In ogni altro campo è uomo illuminato, riformatore delle leggi dello stato, della finanza e della giustizia, che comprende la necessità di un immediato sviluppo economico. Con lui Torino diventa la capitale del Ducato, fa costruire la cittadella fortificata, dà ordinamento alla Marina sabauda, fa portare la S. Sindone da Chambéry a Torino, fa applicare l’insegnamento religioso nelle scuole e promuove l’esposizione del crocifisso nei luoghi pubblici.
Dà impulso all’artigianato, al commercio, all’agricoltura, introducendo, di fatto, le colture del riso e del baco da seta che risulteranno poi essere settori trainanti nell’industria piemontese. Riapre l’Università, incrementa le scuole comunali e chiama a Torino uomini insigni come l’architetto Andrea Palladio.

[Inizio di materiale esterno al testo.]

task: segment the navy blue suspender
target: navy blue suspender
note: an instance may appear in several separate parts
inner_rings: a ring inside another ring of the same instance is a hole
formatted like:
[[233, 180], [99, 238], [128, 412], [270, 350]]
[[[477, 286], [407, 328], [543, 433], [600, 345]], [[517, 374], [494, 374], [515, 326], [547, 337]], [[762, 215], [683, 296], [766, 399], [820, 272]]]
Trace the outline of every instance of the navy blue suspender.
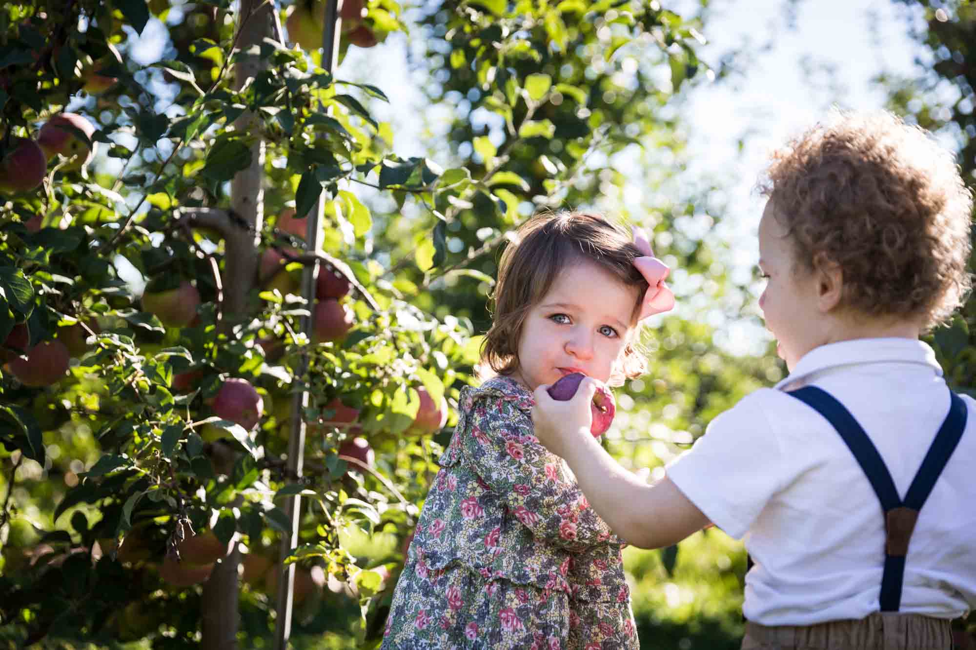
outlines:
[[854, 416], [840, 402], [829, 392], [814, 386], [804, 386], [787, 394], [804, 402], [831, 423], [871, 481], [871, 486], [881, 503], [887, 534], [884, 572], [881, 577], [881, 611], [897, 612], [902, 600], [902, 581], [905, 576], [905, 556], [909, 550], [909, 540], [915, 530], [918, 510], [935, 486], [936, 479], [956, 450], [959, 438], [962, 437], [967, 415], [965, 403], [958, 395], [950, 391], [952, 404], [949, 415], [942, 423], [918, 468], [918, 473], [915, 474], [905, 499], [902, 500], [877, 449]]

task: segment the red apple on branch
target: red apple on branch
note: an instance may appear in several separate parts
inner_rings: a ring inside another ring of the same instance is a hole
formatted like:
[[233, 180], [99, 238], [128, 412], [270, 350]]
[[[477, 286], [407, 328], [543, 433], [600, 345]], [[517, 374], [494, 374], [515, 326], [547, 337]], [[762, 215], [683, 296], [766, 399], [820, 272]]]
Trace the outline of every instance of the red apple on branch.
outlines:
[[[573, 398], [576, 389], [580, 387], [580, 383], [586, 375], [583, 373], [572, 373], [561, 378], [558, 382], [547, 388], [552, 399], [565, 402]], [[593, 422], [590, 426], [590, 432], [593, 437], [603, 435], [608, 428], [613, 417], [617, 413], [617, 404], [614, 402], [613, 393], [600, 384], [593, 393], [593, 399], [590, 403], [590, 411], [593, 416]]]
[[51, 386], [64, 377], [70, 358], [61, 341], [42, 341], [27, 350], [26, 358], [13, 358], [7, 367], [24, 386]]
[[441, 395], [440, 403], [435, 403], [423, 386], [417, 386], [417, 394], [420, 395], [421, 406], [417, 410], [417, 417], [414, 418], [410, 430], [421, 435], [436, 433], [447, 423], [447, 400]]
[[224, 383], [213, 403], [214, 413], [251, 430], [261, 421], [264, 400], [247, 380], [232, 377]]
[[69, 162], [65, 163], [62, 170], [79, 169], [82, 165], [88, 164], [95, 156], [98, 144], [92, 142], [92, 146], [89, 147], [88, 142], [80, 140], [70, 128], [85, 134], [89, 141], [95, 135], [95, 125], [77, 113], [58, 113], [48, 120], [37, 134], [37, 143], [48, 160], [58, 154], [68, 159]]
[[37, 142], [15, 138], [7, 155], [0, 161], [0, 192], [29, 192], [41, 184], [47, 169], [48, 159]]
[[354, 324], [352, 312], [334, 298], [315, 304], [316, 342], [341, 341]]
[[186, 327], [196, 318], [200, 305], [200, 293], [189, 280], [183, 280], [176, 289], [142, 294], [142, 309], [155, 314], [167, 327]]

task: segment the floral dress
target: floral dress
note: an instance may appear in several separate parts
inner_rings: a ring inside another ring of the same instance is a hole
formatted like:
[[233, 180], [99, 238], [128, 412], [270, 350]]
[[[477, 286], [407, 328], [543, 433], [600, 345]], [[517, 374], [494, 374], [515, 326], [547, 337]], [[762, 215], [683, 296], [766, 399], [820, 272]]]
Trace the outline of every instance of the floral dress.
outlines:
[[383, 648], [638, 648], [621, 548], [507, 377], [460, 418], [396, 584]]

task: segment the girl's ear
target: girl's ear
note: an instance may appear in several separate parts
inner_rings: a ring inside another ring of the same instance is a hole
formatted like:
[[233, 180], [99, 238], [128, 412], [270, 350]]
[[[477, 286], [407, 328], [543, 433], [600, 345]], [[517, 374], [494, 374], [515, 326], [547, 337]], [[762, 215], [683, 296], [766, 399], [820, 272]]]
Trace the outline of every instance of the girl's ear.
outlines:
[[824, 253], [813, 257], [813, 277], [816, 280], [817, 305], [824, 313], [836, 308], [844, 294], [844, 272], [840, 264]]

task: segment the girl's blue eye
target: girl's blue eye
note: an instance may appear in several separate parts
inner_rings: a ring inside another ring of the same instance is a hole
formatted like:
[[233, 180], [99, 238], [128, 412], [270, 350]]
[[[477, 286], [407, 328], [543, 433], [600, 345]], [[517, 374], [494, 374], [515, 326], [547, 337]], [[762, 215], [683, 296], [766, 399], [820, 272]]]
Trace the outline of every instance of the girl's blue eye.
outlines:
[[603, 325], [603, 326], [601, 326], [600, 329], [599, 329], [599, 332], [600, 332], [600, 334], [602, 334], [605, 337], [616, 337], [617, 336], [617, 330], [613, 329], [609, 325]]

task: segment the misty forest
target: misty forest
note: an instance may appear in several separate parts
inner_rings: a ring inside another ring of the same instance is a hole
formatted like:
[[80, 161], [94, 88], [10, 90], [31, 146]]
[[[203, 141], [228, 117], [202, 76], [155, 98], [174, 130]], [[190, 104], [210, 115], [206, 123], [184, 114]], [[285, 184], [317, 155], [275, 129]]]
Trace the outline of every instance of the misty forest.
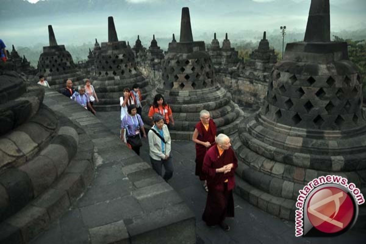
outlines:
[[[86, 61], [89, 48], [97, 38], [107, 38], [107, 19], [113, 16], [119, 38], [133, 45], [139, 35], [148, 47], [154, 34], [166, 50], [172, 33], [179, 38], [179, 10], [190, 7], [194, 17], [195, 39], [209, 47], [214, 32], [221, 42], [228, 33], [232, 46], [245, 61], [258, 46], [266, 31], [271, 48], [281, 58], [282, 36], [279, 27], [286, 25], [287, 42], [303, 40], [309, 11], [306, 0], [45, 0], [32, 4], [24, 0], [3, 0], [0, 14], [5, 17], [1, 38], [11, 50], [14, 45], [36, 67], [42, 47], [48, 45], [47, 26], [52, 25], [60, 44], [74, 61]], [[224, 3], [224, 2], [225, 2]], [[332, 40], [347, 41], [351, 59], [360, 69], [366, 82], [366, 2], [363, 0], [331, 0]], [[167, 21], [166, 20], [169, 21]], [[365, 86], [364, 87], [365, 87]]]

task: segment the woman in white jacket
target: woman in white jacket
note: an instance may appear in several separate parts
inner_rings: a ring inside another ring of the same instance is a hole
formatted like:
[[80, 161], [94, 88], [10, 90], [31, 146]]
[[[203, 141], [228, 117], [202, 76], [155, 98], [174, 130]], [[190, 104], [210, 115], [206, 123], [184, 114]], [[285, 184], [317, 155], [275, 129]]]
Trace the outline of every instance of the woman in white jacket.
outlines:
[[[158, 113], [153, 115], [154, 125], [149, 131], [150, 160], [153, 168], [162, 176], [163, 166], [165, 173], [163, 178], [168, 180], [173, 176], [173, 162], [170, 155], [172, 140], [164, 118]], [[164, 139], [164, 140], [163, 140]]]

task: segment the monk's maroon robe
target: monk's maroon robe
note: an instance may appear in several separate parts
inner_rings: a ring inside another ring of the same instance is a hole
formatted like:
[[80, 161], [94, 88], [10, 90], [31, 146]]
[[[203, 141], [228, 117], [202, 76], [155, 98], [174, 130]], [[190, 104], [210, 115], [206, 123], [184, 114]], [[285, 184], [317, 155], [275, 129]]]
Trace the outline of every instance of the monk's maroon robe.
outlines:
[[[216, 173], [216, 169], [233, 164], [229, 172]], [[234, 200], [232, 189], [235, 185], [235, 169], [238, 159], [231, 148], [224, 151], [220, 156], [215, 146], [210, 148], [203, 159], [202, 169], [207, 177], [208, 194], [202, 219], [208, 225], [219, 224], [225, 217], [234, 217]], [[228, 180], [227, 183], [225, 181]]]
[[[215, 136], [216, 136], [216, 124], [213, 120], [210, 119], [209, 122], [208, 131], [206, 131], [205, 126], [200, 121], [196, 124], [195, 128], [198, 132], [197, 139], [201, 142], [208, 142], [211, 143], [212, 147], [215, 144]], [[204, 180], [206, 177], [202, 173], [202, 165], [206, 152], [211, 147], [206, 147], [203, 145], [196, 143], [196, 175], [199, 176], [199, 179]]]

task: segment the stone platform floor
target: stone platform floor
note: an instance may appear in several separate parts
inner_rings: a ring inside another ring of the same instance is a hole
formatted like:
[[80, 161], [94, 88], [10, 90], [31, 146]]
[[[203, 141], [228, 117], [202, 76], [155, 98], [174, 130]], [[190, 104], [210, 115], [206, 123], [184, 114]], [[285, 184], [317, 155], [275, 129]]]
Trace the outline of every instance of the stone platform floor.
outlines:
[[[245, 109], [244, 112], [244, 115], [248, 116], [254, 111]], [[119, 136], [119, 112], [99, 112], [97, 117], [112, 133]], [[147, 139], [143, 138], [143, 143], [140, 157], [150, 163]], [[198, 244], [366, 243], [366, 232], [354, 230], [332, 238], [296, 237], [293, 222], [265, 213], [235, 194], [235, 218], [227, 219], [231, 228], [230, 231], [225, 232], [217, 226], [208, 227], [201, 219], [206, 194], [194, 175], [194, 144], [192, 142], [173, 142], [172, 148], [174, 174], [168, 183], [196, 215]]]

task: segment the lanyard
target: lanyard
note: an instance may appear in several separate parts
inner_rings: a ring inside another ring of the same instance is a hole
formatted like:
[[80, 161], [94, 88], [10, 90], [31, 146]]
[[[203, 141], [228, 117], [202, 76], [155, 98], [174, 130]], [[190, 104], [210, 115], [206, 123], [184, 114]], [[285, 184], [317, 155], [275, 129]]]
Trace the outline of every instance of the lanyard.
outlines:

L’economia generale ne risente favorevolmente, inducendolo ad abolire il servaggio, a limitare l’estensione del latifondo ecclesiastico, a dar norma alle derivazioni delle acque e ad incrementare l’allevamento del bestiame equino (anche a fine militare).
Il Piemonte (ed il Canavese) di Emanuele Filiberto è una delle regioni più povere d’Italia. Molti sono i terreni incolti e quelli lavorati sono scarsamente remunerativi. A fronte dell’abbondanza delle acque fanno riscontro cicliche alluvioni, erosioni delle terre ed assenza di canalizzazioni atte a favorire l’irrigazione.
Tralasciamo, per il momento, la politica estera e le guerre che affliggono il Piemonte per vederne la conduzione interna che da Emanuele Filiberto a Carlo Emanuele III (1701-1773 ) è di matrice riformista.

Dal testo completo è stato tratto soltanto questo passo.